Caratteristica Valore
Pannelli di atterraggio grandi 9
Pannelli di atterraggio medi 18
Pannelli di atterraggio piccoli 15
Tempo di rotazione 2 minuti
Lunghezza anelli abitativi grandi 4 Km
Lunghezza anelli abitativi piccoli 2 Km
  Curiosità: gli anelli abitativi sono ispirati al Cilindro di O’Neil.

Stazione Coriolis

Anche il progetto di questa stazione è vecchio di qualche secolo.
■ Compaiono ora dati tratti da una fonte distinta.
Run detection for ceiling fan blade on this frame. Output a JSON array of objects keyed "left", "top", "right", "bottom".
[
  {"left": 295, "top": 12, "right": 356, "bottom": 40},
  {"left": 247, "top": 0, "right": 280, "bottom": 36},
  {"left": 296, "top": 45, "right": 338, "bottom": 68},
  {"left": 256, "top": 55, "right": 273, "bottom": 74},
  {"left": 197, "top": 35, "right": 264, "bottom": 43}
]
Caratteristica è la sua struttura a cubo octaedro, può essere costruita in poche settimane.

È la prima stazione ad essere costruita quando un sistema viene colonizzato; nel tempo può essere modificata per avere un rilievo economico maggiore, espandendo i suoi magazzini.

Si può vedere una stazione Coriolis con lunghi bracci pieni di armi nel sistema Electra.

  Nota personale: ho trovato difficoltà ad entrare nella stazione quando mi trovo in supercruise, consiglio di vedere la direzione delle frecce nell’ologramma della stazione in basso a sinistra, vi guiderà nella direzione dove si accede alla stazione.

Schemi costruttivi

Caratteristica Valore
Pannelli di atterraggio grandi 9
Pannelli di atterraggio medi 18
Pannelli di atterraggio piccoli 15
Diametro 2 Km

Stazione Ocellus

Il progetto della stazione è “recente”, è stata costruita dalla Gutamaya nel 3260 ed è presente in tutto lo spazio umano. La grande caratteristica della stazione è che è completamente autonoma è dispone dell’FSD!

Essa è meglio schermata dalle radiazioni rispetto alla stazione Coriolis ed è più costosa e piccola della Orbis.

Variante di stazione Ocellus

Le stazioni possono essere costruite facilmente e poi spostate intatte dove si desidera, però lo spostamento richiede più tempo rispetto alle megaship.

Schemi costruttivi

Caratteristica Valore
Pannelli di atterraggio grandi 9
Pannelli di atterraggio medi 18
Pannelli di atterraggio piccoli 15
Tempo di rotazione 90 secondi
Diametro della sfera 1,5 Km
  Curiosità: l'estetica della stazione è basata sulla Sfera di Bernal.

Avamposti

Sono più piccoli rispetto alle stazioni spaziali; le navi vengono agganciate con elettromagneti.
Hanno ridotti pannelli di atterraggio sia nel numero sia nel modello dello stesso: infatti le navi di grosse dimensioni non possono atterare.

Sono stati costruiti diversi modelli di avamposti:

  • Civili
  • Scientifici
  • Militari
  • Commerciali
  • Minerari
  • non autorizzati (questi ultimi sono utilizzati principalmente dai pirati o dai contrabbandieri)

Cantieri navali per la navi capitali

Sono cantieri navali dove le navi capitali vengono costruite e riparate; non è possibile atterrare.

Basi negli asteroidi

Svolgono le stesse funzioni delle stazioni e sono situate nello spazio profondo,in special modo all’interno di nebulose.

Schemi costruttivi

Caratteristica Valore
Pannelli di atterraggio grandi 6
Pannelli di atterraggio medi 8
Pannelli di atterraggio piccoli 4
Tempo di rotazione 300 secondi
Ampiezza Dipende dalle dimensioni dell’asteroide

Installazioni

Sono strutture orbitali con diversi compiti; non è possibile atterrare.
Le installazioni possono essere:

  • Civili
  • Militari
  • Turistiche
  • Governative
  • Mediche
  • Di sicurezza
  • Facenti parte del progetto occhio dell’aquila.

Stazioni sulla superficie planetaria

Svolgono gli stessi compiti degli spazioporti ed inoltre dispongono di strade su cui è possibile muoversi con gli SRV.